Hence the title. That first-person protagonist is no canonic unreliable narrator, such a tired old cliché of postmodernism now, but a perfectly reliable narrator, except that not a single soul is prepared to rely on him.
A Reliable Narrator was published to a set of reviews, not only in Britain, that most writers would die for.

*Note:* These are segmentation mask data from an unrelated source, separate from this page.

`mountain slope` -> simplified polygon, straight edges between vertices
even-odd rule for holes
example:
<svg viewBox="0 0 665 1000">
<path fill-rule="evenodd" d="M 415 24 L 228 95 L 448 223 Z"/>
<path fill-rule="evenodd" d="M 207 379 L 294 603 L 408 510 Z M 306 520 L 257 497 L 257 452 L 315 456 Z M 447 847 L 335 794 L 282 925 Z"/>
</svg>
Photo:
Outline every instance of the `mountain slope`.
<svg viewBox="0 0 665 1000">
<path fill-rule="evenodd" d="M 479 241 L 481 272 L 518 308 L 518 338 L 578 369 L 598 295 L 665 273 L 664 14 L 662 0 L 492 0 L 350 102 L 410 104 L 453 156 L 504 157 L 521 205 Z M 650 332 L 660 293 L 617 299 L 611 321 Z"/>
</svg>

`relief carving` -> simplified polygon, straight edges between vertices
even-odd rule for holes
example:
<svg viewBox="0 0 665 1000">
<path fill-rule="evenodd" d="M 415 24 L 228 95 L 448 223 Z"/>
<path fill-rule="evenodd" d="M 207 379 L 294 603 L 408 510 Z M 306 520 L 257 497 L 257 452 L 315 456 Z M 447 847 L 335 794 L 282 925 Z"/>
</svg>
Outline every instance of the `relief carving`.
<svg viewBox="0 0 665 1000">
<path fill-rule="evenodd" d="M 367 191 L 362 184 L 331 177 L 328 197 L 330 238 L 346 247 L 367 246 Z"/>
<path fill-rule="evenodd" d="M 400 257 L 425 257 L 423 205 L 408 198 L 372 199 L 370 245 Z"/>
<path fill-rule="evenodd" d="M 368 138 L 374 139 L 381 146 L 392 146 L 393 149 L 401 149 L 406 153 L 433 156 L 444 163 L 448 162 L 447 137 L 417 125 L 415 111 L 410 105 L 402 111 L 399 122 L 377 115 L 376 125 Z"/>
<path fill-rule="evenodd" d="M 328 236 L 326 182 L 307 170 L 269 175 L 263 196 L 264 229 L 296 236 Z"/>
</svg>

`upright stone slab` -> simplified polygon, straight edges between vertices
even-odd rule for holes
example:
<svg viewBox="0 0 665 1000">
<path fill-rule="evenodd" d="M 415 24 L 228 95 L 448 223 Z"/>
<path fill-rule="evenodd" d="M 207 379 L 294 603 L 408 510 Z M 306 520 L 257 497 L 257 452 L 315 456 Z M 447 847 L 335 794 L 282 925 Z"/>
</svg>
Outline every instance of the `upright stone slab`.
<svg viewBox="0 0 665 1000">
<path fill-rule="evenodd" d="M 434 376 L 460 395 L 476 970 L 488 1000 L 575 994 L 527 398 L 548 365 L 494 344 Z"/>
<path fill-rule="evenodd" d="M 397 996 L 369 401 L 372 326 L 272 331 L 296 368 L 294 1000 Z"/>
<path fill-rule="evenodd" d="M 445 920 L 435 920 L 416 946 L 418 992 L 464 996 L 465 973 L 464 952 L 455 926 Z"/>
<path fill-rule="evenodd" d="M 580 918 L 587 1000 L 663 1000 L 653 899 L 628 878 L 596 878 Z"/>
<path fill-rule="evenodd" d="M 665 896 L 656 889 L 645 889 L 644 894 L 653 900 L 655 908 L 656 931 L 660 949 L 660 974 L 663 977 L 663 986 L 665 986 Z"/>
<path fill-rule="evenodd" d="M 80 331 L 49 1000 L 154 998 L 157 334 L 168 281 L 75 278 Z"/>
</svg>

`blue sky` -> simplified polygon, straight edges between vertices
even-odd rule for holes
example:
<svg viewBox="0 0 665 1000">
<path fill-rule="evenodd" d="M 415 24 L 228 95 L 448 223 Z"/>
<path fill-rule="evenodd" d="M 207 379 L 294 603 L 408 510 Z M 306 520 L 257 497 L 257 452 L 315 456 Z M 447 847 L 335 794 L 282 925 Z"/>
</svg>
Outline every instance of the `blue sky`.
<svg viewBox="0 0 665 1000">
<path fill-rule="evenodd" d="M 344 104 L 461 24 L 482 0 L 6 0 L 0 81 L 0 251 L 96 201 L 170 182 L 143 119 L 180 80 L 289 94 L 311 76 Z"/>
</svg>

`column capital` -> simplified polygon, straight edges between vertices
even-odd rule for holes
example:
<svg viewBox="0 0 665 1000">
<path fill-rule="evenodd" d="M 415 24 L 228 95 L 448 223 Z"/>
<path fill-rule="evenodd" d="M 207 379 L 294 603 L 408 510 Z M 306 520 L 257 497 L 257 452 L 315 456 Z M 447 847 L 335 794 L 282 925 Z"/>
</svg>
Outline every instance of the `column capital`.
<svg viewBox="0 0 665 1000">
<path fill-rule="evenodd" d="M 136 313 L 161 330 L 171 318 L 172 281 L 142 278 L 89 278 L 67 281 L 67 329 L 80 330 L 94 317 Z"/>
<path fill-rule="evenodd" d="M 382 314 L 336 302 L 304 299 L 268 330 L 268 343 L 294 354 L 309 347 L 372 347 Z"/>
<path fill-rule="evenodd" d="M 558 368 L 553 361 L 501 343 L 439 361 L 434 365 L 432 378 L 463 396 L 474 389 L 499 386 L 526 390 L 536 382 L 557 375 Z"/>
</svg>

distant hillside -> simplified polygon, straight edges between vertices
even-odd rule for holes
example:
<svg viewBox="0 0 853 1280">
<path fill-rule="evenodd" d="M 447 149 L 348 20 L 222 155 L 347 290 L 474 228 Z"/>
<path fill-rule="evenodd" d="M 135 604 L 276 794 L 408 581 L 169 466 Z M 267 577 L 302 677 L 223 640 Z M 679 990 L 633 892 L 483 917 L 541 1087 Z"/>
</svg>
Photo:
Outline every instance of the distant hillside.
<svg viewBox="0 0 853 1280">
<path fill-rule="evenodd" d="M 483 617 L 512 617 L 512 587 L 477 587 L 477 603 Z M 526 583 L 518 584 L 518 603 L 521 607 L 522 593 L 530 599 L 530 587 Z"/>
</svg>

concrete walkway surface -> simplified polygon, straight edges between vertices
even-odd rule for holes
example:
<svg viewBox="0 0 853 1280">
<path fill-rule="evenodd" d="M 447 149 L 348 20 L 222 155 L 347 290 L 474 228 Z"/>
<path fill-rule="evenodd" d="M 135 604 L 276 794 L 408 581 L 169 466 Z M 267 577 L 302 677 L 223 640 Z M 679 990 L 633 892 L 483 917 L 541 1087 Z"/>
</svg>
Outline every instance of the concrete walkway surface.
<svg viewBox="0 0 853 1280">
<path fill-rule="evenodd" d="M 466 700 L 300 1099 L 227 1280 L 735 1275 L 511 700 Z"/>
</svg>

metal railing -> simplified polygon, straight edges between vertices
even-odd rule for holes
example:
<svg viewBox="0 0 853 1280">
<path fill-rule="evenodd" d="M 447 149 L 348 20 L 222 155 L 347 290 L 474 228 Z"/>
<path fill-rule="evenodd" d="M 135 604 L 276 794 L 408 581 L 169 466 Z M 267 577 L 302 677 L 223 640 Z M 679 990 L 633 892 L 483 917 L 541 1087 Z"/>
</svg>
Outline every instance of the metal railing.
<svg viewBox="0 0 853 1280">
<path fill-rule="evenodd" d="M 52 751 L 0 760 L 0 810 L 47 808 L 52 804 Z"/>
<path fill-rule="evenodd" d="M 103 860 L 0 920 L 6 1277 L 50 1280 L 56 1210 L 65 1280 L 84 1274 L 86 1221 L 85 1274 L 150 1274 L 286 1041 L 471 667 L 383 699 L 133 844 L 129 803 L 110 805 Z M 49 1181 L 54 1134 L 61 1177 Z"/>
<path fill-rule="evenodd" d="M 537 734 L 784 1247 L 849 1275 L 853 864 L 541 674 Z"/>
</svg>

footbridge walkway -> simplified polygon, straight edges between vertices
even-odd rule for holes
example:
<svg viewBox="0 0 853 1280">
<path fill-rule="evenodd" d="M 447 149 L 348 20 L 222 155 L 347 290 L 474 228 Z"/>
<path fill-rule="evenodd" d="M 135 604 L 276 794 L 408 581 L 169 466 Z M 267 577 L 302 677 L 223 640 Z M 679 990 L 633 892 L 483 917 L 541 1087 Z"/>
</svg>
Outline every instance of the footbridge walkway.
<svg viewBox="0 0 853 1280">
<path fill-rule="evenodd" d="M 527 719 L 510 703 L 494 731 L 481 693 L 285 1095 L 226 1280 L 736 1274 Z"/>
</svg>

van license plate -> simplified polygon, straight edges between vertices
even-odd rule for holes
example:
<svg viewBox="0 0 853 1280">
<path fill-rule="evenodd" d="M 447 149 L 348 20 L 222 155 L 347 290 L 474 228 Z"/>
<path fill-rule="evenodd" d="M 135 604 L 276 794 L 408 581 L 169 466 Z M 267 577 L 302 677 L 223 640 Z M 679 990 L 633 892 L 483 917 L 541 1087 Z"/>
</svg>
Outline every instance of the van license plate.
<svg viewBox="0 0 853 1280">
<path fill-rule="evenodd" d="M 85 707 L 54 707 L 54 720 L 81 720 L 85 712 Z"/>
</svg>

Which is undoubtedly why its author was invited to Meiringen by the organisers of its first Sherlock Holmes Festival. (Why he agreed to go is another question.) And which is also when my own part in his story begins.
* The ‘g’ of his surname, hard in Bulgarian, was eventually palatalised by the wear and tear of English usage.
† It was dedicated to the Scottish (gay) poet Edwin Morgan, ‘my spectral mentor’.
‡ Plus, published by Granta, an unrewarding and most cruelly selective autobiographical fragment, A Biography of Myself – composed, significantly, in the third person – and a theatrical squib, Enter Godot, staged at the 1993 Edinburgh Festival but never revived.
§ ‘It is too often forgotten,’ read another passage, ‘that the cultural glory of the contemporary United States has always been its high, not its populist, art.’ And he singled out for praise the poets Stevens, Eliot, Pound, Frost, Marianne Moore, etc, and the novelists Hemingway, Faulkner, Salinger, Gaddis, etc, if less so the ‘much-overrated’ Fitzgerald.
¶ Even so, he regarded these as exceptions. The Hollywood movies which he truly adored, and which he dated meticulously as belonging to a three-decade Golden Age that stretched from 1929 to 1959, were almost all, so he tendentiously asserted, made by European immigrants, cultural and political refugees: i.e. Lubitsch, Lang, Hitchcock, Siodmak, Curtiz, Ulmer, Preminger, etc. And I recall how he enjoyed teasing his fellow film-buff students at Edinburgh with the (in fact, true) statement that he had never bothered to catch up with either Godfather I or II. ‘The Mafia as Borgias, no thanks!’ he would sneer. Or ‘Why should I go see a film in which Marlon Brando hams it up as a big dumb thug with cottonwool in his cheeks?’
|| The subject of the original had been a small earthquake in Chile.
** Emphasis mine. In the original the aside is rendered all the more provocative by the omission of italics.
†† Trees and newspapers, after all, form two successive generations of the same dynasty, the latter being the literate offspring of the bluff, inarticulate former, like college-educated children of peasant stock.